Whenever I meet someone who excels in their work, and also seems to enjoy it, I ask what motivates them.
Case and point: I have the most amazing dental hygienist! She is efficient and professional, but also caring and conscientious. So at my last appointment I asked her, “What drives you to such excellence in your work?”
I expected her to say something like she aspired to be at the top of her field, live up to her highest potential, etc. But that’s not what she said.
Instead, she told me how her own mother had lost all her teeth at a young age, and that this had negatively affected her self esteem. What drives my dental hygienist to excellence is her desire to help others protect their oral health–to avoid what her mother experienced.

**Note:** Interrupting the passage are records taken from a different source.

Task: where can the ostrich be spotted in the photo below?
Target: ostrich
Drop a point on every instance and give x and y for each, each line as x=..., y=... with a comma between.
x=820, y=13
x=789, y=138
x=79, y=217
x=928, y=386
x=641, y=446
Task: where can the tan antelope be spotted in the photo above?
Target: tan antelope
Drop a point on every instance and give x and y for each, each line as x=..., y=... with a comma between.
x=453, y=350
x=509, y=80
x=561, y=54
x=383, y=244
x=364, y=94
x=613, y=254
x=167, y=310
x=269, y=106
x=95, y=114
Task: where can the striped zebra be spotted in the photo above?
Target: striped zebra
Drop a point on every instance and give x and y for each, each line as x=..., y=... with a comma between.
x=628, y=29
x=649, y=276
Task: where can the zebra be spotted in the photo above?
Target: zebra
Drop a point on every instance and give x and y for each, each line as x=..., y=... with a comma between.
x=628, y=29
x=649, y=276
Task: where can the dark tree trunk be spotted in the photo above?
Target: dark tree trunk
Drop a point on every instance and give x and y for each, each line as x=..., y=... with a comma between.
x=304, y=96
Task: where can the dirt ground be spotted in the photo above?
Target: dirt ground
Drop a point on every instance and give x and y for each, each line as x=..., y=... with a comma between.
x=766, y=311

Frankly, I was floored by such selfless dedication. My mind was tuned to an egotistical bandwidth, a self-centered preoccupation with gratifying my own desire to be the best. On the other hand, she was on an altruistic bandwidth, an unselfish devotion and concern for the welfare of others was her highest aim.

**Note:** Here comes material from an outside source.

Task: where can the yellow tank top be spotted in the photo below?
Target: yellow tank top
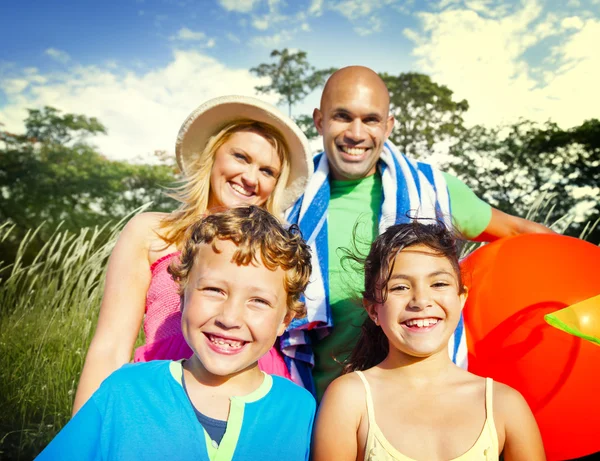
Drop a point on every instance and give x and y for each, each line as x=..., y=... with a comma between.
x=378, y=448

On my drive home, the self-sacrificial advice of Paul to the Philippians came to mind.
Do nothing out of self ambition or vain conceit, but in humility consider others better than yourselves. Each of you should look out not only to your own personal interests, but also to the interests of others.
Philippians 2:3-4
Paul then holds up the attitude of Christ as an example; He was fully God, yet chose to become human and humbled Himself in obedience to God’s redemptive plan.

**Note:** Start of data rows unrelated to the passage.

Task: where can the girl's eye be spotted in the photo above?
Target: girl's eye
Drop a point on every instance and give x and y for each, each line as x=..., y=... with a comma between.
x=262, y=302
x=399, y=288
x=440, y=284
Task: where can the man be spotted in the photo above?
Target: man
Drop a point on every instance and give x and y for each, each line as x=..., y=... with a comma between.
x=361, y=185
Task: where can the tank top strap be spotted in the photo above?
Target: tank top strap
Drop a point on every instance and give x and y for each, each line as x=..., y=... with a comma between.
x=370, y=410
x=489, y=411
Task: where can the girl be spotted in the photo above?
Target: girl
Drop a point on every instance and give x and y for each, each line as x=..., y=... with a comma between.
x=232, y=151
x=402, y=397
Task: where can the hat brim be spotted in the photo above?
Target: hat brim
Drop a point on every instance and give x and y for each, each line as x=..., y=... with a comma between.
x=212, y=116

Christ literally loved us to the death!
I’m not trying to sound sacreligious, but imagine what it would have been like had Jesus been an egomaniac. This is what Satan wanted (Luke 4:1-13). It was also the desire of many of Jesus’ followers. John 6:15 says He withdrew to a mountain by Himself when he realized the people intended to make him king by force.
Maintaining a Christ-like attitude concerning the self can be a slippery slope.
As Christians we cringe when we hear the words self-centered, self-indulgent and self-serving, but what about self-sufficiency, self-confidence and self-discovery?
ALL of these involve a preoccupation with SELF.
I don’t know if my dental hygienist is a Christian, but God used her to remind me how a true believer in Jesus Christ should think.
He must become greater; I must become less.